The den was dark except for the flickering TV. When Aria saw a hand curled over the edge of the tweedy love seat, she jumped. Then Mike’s familiar face appeared.
“You’re just in time.” Mike pointed to the TV screen.
“Coming up, a never-before-seen home video of Alison DiLaurentis shot the week before she was murdered,” he said in his best Moviefone-announcer impersonation.
Aria’s stomach tightened. This was the leaked video Wilden had been talking about. Years ago, Aria had thrown herself into filmmaking, documenting everything she could, from snails in the backyard to her best friends. The movies were generally short, and Aria often tried to make them arty and poignant, focusing on Hanna’s nostril, or the zipper on Ali’s hoodie, or Spencer’s fidgety fingers. When Ali went missing, Aria turned her video collection over to the police. The cops combed through them but had found no clues about where Ali could have gone.

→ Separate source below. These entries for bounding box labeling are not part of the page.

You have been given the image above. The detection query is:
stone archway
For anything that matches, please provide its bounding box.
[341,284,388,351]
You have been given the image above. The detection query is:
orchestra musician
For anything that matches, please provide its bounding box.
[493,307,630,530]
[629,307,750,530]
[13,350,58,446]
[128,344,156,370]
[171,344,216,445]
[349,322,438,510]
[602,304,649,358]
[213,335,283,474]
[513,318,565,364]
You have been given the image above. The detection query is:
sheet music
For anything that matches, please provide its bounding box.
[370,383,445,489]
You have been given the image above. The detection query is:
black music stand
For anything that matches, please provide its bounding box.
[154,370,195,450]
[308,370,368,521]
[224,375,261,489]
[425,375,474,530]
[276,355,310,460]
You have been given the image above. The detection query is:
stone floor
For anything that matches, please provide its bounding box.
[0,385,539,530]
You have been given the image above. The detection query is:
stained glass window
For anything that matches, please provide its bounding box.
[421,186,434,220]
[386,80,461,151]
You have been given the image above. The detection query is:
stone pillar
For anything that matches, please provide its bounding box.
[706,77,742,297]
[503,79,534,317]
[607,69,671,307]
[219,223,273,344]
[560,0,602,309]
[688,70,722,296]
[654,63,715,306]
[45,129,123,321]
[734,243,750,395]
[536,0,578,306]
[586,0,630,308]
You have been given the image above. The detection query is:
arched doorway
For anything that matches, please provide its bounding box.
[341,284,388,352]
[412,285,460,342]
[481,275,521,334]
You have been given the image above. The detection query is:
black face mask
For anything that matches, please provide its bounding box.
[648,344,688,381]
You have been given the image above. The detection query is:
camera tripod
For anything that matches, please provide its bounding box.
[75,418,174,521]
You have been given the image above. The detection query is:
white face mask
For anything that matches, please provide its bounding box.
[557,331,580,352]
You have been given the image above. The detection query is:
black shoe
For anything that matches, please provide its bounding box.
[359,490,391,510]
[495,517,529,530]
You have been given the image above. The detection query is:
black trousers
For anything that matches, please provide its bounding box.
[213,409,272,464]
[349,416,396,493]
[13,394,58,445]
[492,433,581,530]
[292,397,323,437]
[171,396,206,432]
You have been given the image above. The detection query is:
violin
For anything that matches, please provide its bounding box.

Aria still had the originals on her laptop, although she hadn’t looked through them in a long, long time.
Aria flopped down on the love seat. When a Mercedes commercial ended and the news came back on, Aria and Mike sat up straighter. “Yesterday, an anonymous source sent us this clip of Alison DiLaurentis,” the anchorman announced. “It offers a look at how chillingly innocent her life was just days before she was murdered. Let’s watch.”